昨日カフェで書いて,そのあと日曜の午前中に書いたメモ

《未成熟なシンボル》では,ヒトの身体は平面化されない.モノとしてのトランプとイメージをトランプとの重なりでひとつの不可思議な平面が成立しているにも関わらず,ヒトの身体は作品に招き入れられない.それはただ単にインタラクティブでないということだけではない.

平面は身体を招き入れないという意味では,平面のままだが,平面的なモノであるトランプとプロジェクションされたトランプのイメージとの重なりによって不可思議な空間が生まれる.そこで,出来事が記号化される.空間でありながらも平面でもあるということが生まれる.

平面的であるがゆえに立体とみなされないモノとしてのトランプ.それは単なる記号として扱われる.平面の記号にヒトがアクセスする.ヒトはモノとしてのトランプを動かすことができる.当たり前のことであるが,机の表面という平面の上で,平面的なトランプを動かすヒト.動かす瞬間にモノとしてのトランプは立体となる.手で持つことで,かすかな厚みが生じる.平面的なモノとしてのトランプは.平面と立体とのあいだを行き来している.
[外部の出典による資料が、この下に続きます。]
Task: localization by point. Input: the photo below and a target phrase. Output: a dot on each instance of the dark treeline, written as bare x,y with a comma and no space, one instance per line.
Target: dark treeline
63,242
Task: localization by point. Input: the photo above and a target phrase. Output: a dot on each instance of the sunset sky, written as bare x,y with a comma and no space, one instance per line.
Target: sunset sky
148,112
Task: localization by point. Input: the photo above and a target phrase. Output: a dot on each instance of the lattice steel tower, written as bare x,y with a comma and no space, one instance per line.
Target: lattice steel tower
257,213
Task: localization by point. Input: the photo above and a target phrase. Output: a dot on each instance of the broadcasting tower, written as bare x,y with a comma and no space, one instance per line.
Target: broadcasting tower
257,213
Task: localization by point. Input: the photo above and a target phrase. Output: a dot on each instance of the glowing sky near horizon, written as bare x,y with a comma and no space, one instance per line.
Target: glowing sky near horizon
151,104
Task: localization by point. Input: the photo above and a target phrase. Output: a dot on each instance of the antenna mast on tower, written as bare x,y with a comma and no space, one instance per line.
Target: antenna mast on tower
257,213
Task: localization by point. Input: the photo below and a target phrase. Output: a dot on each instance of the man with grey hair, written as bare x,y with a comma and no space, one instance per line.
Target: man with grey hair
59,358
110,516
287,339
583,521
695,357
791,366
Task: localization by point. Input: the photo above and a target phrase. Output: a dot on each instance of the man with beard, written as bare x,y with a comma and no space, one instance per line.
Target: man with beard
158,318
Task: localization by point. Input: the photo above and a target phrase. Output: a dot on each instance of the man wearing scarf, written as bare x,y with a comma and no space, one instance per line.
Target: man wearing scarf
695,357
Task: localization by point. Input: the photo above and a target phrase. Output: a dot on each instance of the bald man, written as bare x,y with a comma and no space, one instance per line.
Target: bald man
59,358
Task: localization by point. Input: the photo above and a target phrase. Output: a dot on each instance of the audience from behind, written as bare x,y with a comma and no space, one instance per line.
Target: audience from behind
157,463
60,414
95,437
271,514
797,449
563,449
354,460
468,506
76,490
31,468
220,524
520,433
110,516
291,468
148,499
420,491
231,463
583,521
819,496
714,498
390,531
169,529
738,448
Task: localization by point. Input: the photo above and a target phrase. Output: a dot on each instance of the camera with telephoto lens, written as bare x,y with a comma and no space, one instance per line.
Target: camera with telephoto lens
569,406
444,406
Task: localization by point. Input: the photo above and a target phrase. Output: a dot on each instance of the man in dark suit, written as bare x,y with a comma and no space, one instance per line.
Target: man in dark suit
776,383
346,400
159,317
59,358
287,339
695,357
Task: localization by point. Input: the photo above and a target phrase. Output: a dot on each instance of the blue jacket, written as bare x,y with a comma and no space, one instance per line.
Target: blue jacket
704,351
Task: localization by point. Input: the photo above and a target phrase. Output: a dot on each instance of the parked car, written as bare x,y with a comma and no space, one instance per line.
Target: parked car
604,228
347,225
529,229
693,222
対して,イメージとしてテーブルの上にプロジェクションされているトランプは,常に平面的である.ヒトはこのイメージとしてのトランプにアクセスすることができない.触ることができないが,手の上に「のせる」ことはできる.触るのではなく,「密着」させること.テーブル,トランプ,ヒトの手.このトランプはあらゆるモノの表面に密着する.それは「かさなる」という言葉が単に与えられているだけで,今までの意味での密着とは異なる新しい体験である.

《未成熟なシンボル》は,インタラクティブな作品ではない.しかし,それ故に,プロジェクションの意味に意識が向けられる.モノの表面にイメージが「かさなる」こと.「かさなる」ことでイメージは単なる平面のままでありながら,立体となりそうになる.今までの感覚では「立体になり損ね続ける永遠の平面」.映画は常にそうであったが,スクリーンは手を触れてはいけないモノであるから,このことを忘れることができた.しかし,テーブルという触れられるモノの上に,トランプという手で扱うモノをプロジェクションすることで,藤幡はそこで投影されているイメージが「立体になり損ね続けている平面」であることを意識させる.しかも,このイメージはインタラクティブではない.ゆえに,操作できない.身体が平面化しない.だから,「イメージを操作してシンボルを作る」ことができない.プロジェクションされたトランプはいつまでも「未成熟なシンボル」であり続ける.

藤幡は,モノとしてのトランプとイメージとしてのトランプを並べて置くことで,ヒトの身体を作品に招き入れインタクラクションを生み出している.ここでは,イメージがモノになるのではなく,モノがイメージとして扱われる.立体的なモノを平面に投影されているイメージと等価に扱うようになる.そうするとモノとしてトランプは物理法則に基づいた動きしかできないことに気づく.イメージのトランプの動きの自由さにはかなわない.モノとしてのトランプの方がひとつの法則に縛られているということで「未成熟なシンボル」になる.

つまり,そこにあるモノとしてのトランプも,プロジェクションされたイメージとしてのトランプのどちらもが「未成熟なシンボル」ということになる.では,どちらが成熟できるか.それはコンピュータとのつながりを持つことができるイメージとしてのトランプであろう.物理法則から逃れながら,ヒトが操作できるようになることで,イメージとしてのトランプは成熟したシンボルとなる.

《未成熟なシンボル》では,ヒトの行為と出来事が平面化される.机の上の2つのトランプの「かさなり」で行為と出来事が起こる.《Beyond Pages》では立体化された「行為と出来事の地図」が,《未成熟なシンボル》では,立体化されることなく平面のまま提示される.藤幡はコンピュータを使うことなく,つまりインタラクティブな状況を作らないことで,コンピュータ内部にある「行為と出来事の地図」を提示することに成功している.インタラクティブではなくただプロジェクションされたイメージとしてのトランプは,ヒトの行為に反応しないがゆえに,ヒトの行為は立体化しない.つまり,平面と立体とのあいだでコミュニケーションが成立しないのだ.しかし,モノとしてのトランプが置かれていることで,机の上というごく薄い平面でモノとイメージとのあいだに「かさなり」が生じて,そこにコミュニケーションが成立するのだ.